Visual Depth Mapping from Monocular Images using Recurrent Convolutional Neural Networks
This addresses the need for low-cost, lightweight collision avoidance sensors for small unmanned vehicles, though it is incremental as it builds on existing deep learning approaches.
The paper tackles the problem of enabling safe autonomous operation of unmanned aircraft by developing a method to estimate object distances from visual image sequences, using a deep recurrent convolutional neural network trained on simulated data from AirSim. The result shows superior performance compared to prior methods and demonstrates applicability for sense-and-avoid of obstacles in simulation.

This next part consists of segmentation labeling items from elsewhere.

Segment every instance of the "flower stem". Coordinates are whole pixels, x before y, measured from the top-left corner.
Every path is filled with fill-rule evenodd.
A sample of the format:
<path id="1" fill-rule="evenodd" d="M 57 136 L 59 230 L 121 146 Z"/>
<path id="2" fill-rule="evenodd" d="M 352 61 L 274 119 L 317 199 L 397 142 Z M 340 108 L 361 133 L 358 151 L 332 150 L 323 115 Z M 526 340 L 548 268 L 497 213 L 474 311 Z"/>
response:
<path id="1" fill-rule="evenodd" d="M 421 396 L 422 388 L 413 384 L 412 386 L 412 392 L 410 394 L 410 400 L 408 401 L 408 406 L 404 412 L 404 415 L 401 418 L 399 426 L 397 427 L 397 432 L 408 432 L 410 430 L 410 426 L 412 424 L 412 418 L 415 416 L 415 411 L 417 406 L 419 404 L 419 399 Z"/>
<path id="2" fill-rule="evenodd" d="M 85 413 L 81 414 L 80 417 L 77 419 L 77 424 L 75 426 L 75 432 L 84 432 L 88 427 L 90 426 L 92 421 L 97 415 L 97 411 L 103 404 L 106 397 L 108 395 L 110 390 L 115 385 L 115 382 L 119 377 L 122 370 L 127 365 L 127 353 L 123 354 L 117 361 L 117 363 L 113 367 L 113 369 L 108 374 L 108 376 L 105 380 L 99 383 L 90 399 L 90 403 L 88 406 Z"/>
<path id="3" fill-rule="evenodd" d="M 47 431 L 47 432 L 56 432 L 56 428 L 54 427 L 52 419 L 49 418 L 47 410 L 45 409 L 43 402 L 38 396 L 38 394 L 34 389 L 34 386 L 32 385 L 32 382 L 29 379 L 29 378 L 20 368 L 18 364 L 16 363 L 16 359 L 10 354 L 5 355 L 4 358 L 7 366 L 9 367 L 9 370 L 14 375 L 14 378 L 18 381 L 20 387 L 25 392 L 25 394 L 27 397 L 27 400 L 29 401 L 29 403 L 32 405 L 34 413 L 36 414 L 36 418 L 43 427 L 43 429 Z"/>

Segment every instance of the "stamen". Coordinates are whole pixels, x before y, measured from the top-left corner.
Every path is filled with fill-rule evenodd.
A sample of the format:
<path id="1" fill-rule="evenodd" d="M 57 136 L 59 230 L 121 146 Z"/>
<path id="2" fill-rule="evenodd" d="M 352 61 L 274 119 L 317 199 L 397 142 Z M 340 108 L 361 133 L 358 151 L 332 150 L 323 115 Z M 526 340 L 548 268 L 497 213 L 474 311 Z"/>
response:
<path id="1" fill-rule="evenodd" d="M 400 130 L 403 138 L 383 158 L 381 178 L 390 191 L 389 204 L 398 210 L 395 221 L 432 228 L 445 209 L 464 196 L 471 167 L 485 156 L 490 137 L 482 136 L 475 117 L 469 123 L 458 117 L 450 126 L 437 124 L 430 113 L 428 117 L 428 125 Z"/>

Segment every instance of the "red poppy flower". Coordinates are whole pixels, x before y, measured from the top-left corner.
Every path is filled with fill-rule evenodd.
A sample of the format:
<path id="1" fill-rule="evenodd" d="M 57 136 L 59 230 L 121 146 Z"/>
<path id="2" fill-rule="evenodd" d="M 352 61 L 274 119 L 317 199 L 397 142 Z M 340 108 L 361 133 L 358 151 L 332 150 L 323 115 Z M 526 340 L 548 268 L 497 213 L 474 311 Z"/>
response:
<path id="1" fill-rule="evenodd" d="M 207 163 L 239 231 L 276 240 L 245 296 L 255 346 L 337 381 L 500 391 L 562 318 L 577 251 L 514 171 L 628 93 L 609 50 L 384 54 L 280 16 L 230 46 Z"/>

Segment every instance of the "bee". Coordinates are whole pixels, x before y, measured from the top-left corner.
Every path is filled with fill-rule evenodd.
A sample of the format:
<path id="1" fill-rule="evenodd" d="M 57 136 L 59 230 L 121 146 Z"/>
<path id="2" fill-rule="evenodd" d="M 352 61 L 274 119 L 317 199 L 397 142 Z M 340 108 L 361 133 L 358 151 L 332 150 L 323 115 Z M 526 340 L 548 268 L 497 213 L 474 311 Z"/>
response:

A reliable sense-and-avoid system is critical to enabling safe autonomous operation of unmanned aircraft. Existing sense-and-avoid methods often require specialized sensors that are too large or power intensive for use on small unmanned vehicles. This paper presents a method to estimate object distances based on visual image sequences, allowing for the use of low-cost, on-board monocular cameras as simple collision avoidance sensors. We present a deep recurrent convolutional neural network and training method to generate depth maps from video sequences. Our network is trained using simulated camera and depth data generated with Microsoft's AirSim simulator. Empirically, we show that our model achieves superior performance compared to models generated using prior methods.We further demonstrate that the method can be used for sense-and-avoid of obstacles in simulation.